Saturday, 2 August 2014

How is Sally Pearson going to celebrate?



I've been watching a bit of the Comm Games and as I sit here, my arse spreading itself comfortably over the lounge, I am struck by how these elite athletes say they are gonna celebrate their success.

Sally Pearson said she was gonna hook into a packet of Tim Tams. Bugger me!! If that's the standard, I must have been a Comm champ every day for years.

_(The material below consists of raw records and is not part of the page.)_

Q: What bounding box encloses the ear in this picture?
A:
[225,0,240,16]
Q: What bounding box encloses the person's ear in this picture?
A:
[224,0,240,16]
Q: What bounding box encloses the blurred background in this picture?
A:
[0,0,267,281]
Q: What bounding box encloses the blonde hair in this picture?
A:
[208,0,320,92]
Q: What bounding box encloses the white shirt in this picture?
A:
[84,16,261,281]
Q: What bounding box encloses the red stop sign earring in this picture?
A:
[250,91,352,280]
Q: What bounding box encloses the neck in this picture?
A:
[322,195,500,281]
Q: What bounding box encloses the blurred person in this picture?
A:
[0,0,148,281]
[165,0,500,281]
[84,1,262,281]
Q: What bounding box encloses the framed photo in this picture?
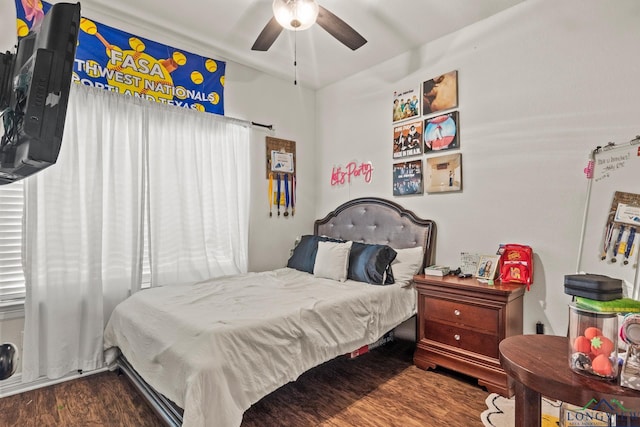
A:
[393,120,422,159]
[393,87,420,122]
[422,71,458,115]
[475,255,500,280]
[393,159,424,196]
[424,111,460,153]
[425,153,462,193]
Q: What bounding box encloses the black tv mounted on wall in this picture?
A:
[0,3,80,185]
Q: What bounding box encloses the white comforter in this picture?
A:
[104,268,416,427]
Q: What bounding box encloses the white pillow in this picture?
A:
[391,246,424,283]
[313,242,352,282]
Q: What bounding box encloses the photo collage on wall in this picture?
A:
[393,71,462,196]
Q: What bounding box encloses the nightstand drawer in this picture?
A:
[425,321,499,359]
[424,298,499,334]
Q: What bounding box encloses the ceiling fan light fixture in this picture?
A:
[272,0,320,30]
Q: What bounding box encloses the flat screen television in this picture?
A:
[0,3,80,185]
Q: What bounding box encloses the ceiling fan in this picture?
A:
[251,0,367,51]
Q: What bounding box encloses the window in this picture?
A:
[0,181,151,308]
[0,181,25,307]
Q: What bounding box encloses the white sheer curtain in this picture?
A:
[22,84,250,382]
[148,106,251,286]
[22,84,144,382]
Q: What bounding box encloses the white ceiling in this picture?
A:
[7,0,524,89]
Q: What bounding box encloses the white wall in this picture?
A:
[316,0,640,335]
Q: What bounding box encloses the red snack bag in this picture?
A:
[499,243,533,290]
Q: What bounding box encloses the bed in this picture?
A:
[104,197,436,427]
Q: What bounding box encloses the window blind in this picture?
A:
[0,181,25,307]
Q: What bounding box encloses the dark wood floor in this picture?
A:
[0,342,489,427]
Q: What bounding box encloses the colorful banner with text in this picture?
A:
[15,0,226,115]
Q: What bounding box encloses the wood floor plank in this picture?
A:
[0,341,489,427]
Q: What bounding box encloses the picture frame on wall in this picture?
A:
[393,120,422,159]
[393,87,420,123]
[393,159,424,196]
[475,255,500,281]
[422,70,458,115]
[425,153,462,193]
[424,111,460,153]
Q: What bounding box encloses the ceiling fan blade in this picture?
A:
[316,6,367,50]
[251,18,282,52]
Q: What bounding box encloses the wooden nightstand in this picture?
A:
[413,275,525,397]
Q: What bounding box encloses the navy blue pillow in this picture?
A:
[287,234,342,274]
[347,242,397,285]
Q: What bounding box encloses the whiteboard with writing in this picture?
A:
[578,138,640,299]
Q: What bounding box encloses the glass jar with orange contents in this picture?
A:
[568,304,618,380]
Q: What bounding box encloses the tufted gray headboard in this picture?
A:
[314,197,436,270]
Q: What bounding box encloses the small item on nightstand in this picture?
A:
[424,264,449,277]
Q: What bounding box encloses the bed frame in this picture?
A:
[117,197,436,427]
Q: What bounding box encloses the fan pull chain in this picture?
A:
[293,30,298,86]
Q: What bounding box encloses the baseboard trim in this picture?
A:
[0,367,108,399]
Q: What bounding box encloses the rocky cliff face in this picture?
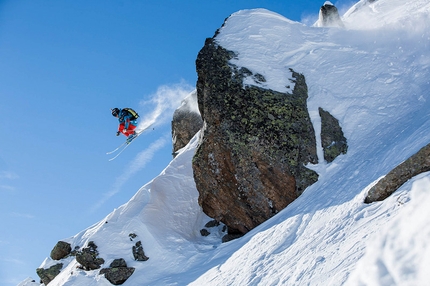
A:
[364,144,430,204]
[193,36,318,236]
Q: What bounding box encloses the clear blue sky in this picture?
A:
[0,0,356,285]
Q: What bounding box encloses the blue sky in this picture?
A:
[0,0,355,285]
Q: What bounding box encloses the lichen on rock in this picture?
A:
[193,39,318,234]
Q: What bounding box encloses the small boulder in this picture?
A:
[100,258,135,285]
[132,241,149,261]
[36,263,63,285]
[50,241,72,260]
[76,241,105,270]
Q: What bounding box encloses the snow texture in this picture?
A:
[21,0,430,286]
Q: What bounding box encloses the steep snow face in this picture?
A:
[23,0,430,286]
[343,0,430,30]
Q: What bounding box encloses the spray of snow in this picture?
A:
[137,79,194,130]
[23,0,430,286]
[93,136,170,211]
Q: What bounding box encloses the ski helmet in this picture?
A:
[111,107,119,117]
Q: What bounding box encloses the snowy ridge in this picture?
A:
[23,0,430,286]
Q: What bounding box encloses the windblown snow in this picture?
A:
[21,0,430,286]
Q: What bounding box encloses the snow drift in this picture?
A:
[22,0,430,286]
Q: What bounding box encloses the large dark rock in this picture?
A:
[364,144,430,204]
[36,263,63,285]
[172,91,203,156]
[76,241,105,270]
[318,1,345,27]
[100,258,135,285]
[50,241,72,260]
[193,39,318,234]
[319,108,348,163]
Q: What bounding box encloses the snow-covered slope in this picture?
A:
[26,0,430,286]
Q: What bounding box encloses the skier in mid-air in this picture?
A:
[111,108,139,143]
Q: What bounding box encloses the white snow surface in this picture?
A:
[20,0,430,286]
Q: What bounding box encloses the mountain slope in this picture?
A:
[26,0,430,285]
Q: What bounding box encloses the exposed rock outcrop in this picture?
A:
[132,241,149,261]
[319,107,348,163]
[364,144,430,204]
[76,241,105,270]
[50,241,72,260]
[193,39,318,234]
[318,1,345,27]
[172,91,203,156]
[36,263,63,285]
[100,258,135,285]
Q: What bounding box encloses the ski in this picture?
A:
[106,124,152,161]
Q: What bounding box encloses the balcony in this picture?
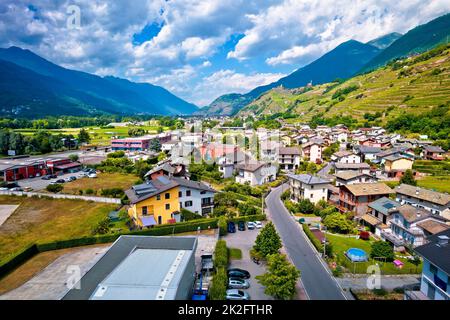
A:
[403,283,430,300]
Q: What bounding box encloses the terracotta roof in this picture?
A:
[417,219,450,234]
[278,147,301,155]
[395,184,450,206]
[342,183,394,196]
[389,204,431,222]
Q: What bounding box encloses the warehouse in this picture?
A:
[63,236,197,300]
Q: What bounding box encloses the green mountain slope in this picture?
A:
[0,47,198,116]
[238,45,450,122]
[362,13,450,71]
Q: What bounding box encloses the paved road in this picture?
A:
[266,186,345,300]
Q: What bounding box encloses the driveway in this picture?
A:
[266,185,346,300]
[222,225,273,300]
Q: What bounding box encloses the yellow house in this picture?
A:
[384,156,414,176]
[125,176,180,227]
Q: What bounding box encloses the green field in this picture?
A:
[14,123,169,145]
[0,196,116,263]
[326,234,421,274]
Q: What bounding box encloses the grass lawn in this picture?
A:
[417,175,450,193]
[228,248,242,260]
[0,196,116,263]
[63,173,139,196]
[326,234,422,274]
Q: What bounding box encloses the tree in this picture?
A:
[256,253,300,300]
[253,222,281,256]
[323,212,353,233]
[69,153,79,162]
[400,169,417,186]
[78,128,91,143]
[150,139,161,152]
[370,241,395,261]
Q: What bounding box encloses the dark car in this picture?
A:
[227,221,236,233]
[228,268,250,279]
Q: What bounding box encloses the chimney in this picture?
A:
[438,235,449,247]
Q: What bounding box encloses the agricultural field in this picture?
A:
[0,196,116,263]
[63,173,139,196]
[15,123,169,146]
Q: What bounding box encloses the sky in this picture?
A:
[0,0,450,107]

It is almost impossible for this couch potato to imagine the sacrifice needed to compete on the world stage. The fat fairy would need to arrive with a very large empty wheelbarrow and steal away half my body weight before I could even begin to start on the training regime, of cardboard and no sugar or fat - deep fried Mars Bars are the Devil's Temptation.

Celebrations have always been driven by FOOD and DRINK. Where to EAT, what to EAT how to EAT, and drink drink drink. And god knows that there has not been anything comparable to celebrate.

I have enjoyed watching athletes squeal with delight and their concentration and focus loosen up morphing into utter joy. It must be this utopian endorphin rush that forms the basis of their celebration. Of course I am not all that convinced that this rush would be better than  a glass or bottle of bubbles and a big bowl of creamy pasta followed by a walloping chunk of cheesecake, but then I am not the fastest, fittest, most flexible anything, but don't stand between me and a biscuit.

It's entirely possible that if Sally Pearson was  presented with a pic of me tucking in, and she was  told to pop it on her fridge, then she could well be motivated to do whatever it takes to avoid looking like THAT.

In fact I reckon that's what I should do. I could be the ANTI motivator.

Ooh goodie. I have a part to play. Yippee.